Students brainstormed on various types of character values at the 2013 Abbotsford City of Character Youth Forum.

Students brainstormed on various types of character values at the 2013 Abbotsford City of Character Youth Forum.

Students promote positive values at annual forum

Second annual Abbotsford City of Character Youth Forum took place Friday.

Student representatives from 20 Abbotsford schools gave up their Pro-D day to discuss how to promote positive character traits in schools.

The second annual Abbotsford City of Character Youth Forum took place on Friday at W.J. Mouat Secondary. A total of 140 student and staff representatives from 20 middle and secondary schools attended the half-day event.

“Character is who you are and what you do when nobody’s looking,” board of education chair Cindy Schafer told students at the event.

The City of Character Youth Forum was established last year to introduce students to the values of the Abbotsford City of Character, a voluntary initiative that promotes respect, responsibility, integrity, empathy, courage, and service in Abbotsford’s society.
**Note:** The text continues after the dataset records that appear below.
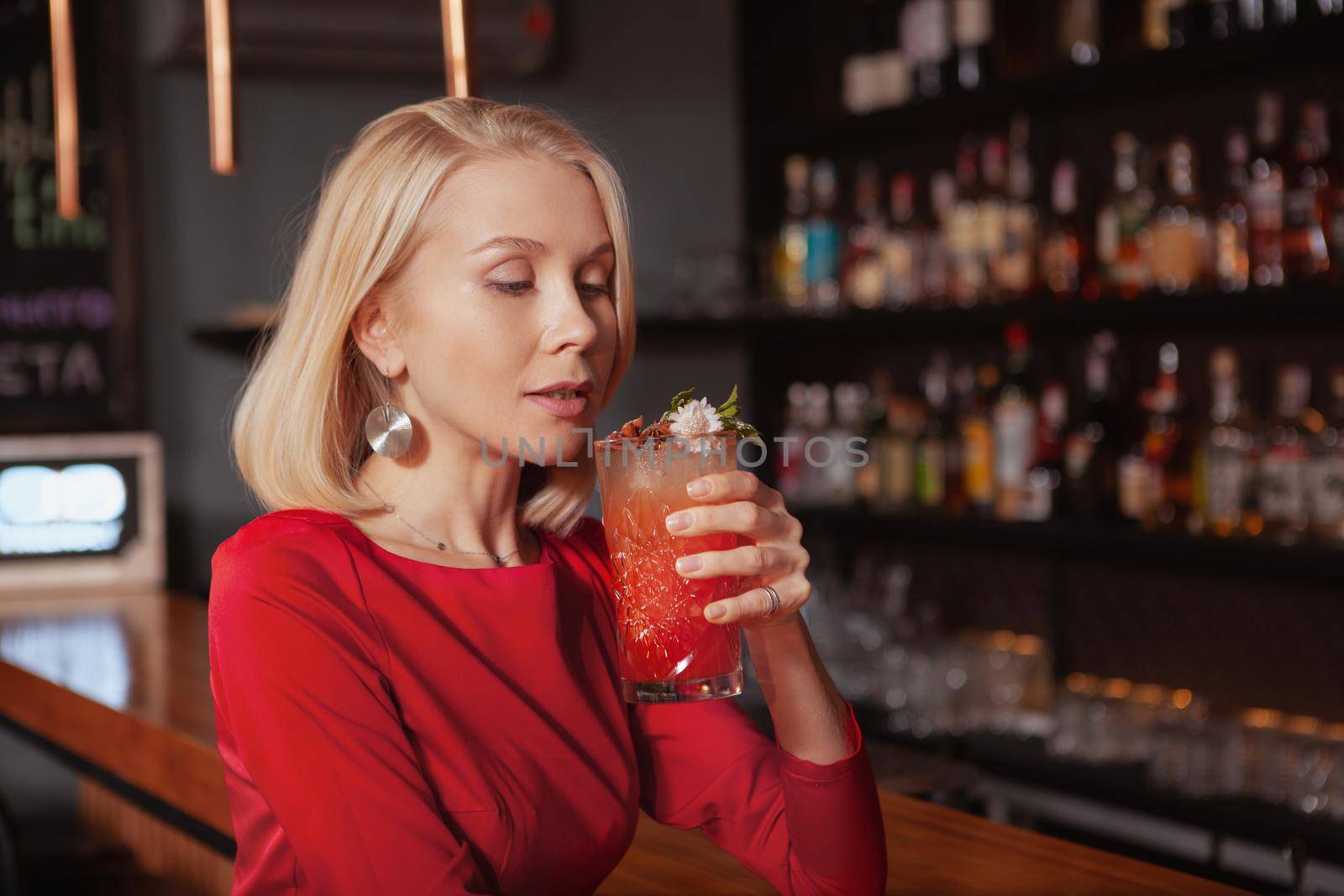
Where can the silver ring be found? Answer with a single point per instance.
(774, 600)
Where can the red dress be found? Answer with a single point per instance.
(396, 727)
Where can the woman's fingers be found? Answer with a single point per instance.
(746, 517)
(754, 604)
(749, 559)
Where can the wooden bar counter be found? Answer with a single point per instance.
(116, 684)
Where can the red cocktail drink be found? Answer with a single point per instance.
(669, 652)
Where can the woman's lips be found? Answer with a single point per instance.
(561, 407)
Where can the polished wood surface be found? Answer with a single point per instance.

Students also created action plans to implement their own chosen character values in their schools.

This year’s forum focused on how students acted on the plans, and how to form school character councils.

“It’s not a short term flash thing. It’s something that you weave in. It takes time to get this into the culture. In school, you hope to see kids be more responsible,” said Vijay Manuel, chair of Abbotsford’s City of Character initiative and a vice-principal at W.J. Mouat secondary.

Students in different schools took charge of the concept creatively.

W.J. Mouat created a character council and put on a “We are Hawks” week, named after the school mascot, in which students promoted positive actions, such as telling the truth and being respectful to each other.

At Abbotsford Christian, students created video clips highlighting their school’s character values. In one clip, as one student walked over a puddle in the hallway thinking someone else would clean it up, another urged him to do the work himself.

Mt. Lehman Elementary fundraised for the B.C. Children’s Hospital.

“Basically, they’re telling kids, let’s be responsible, we have to respect people in need,” said Manuel.

The annual event also had students participate in various activities to promote good values.

“What’s really important of what you leave behind is the legacy of how you treated others,” mayor Bruce Banman told the gathered students in a pre-recorded video.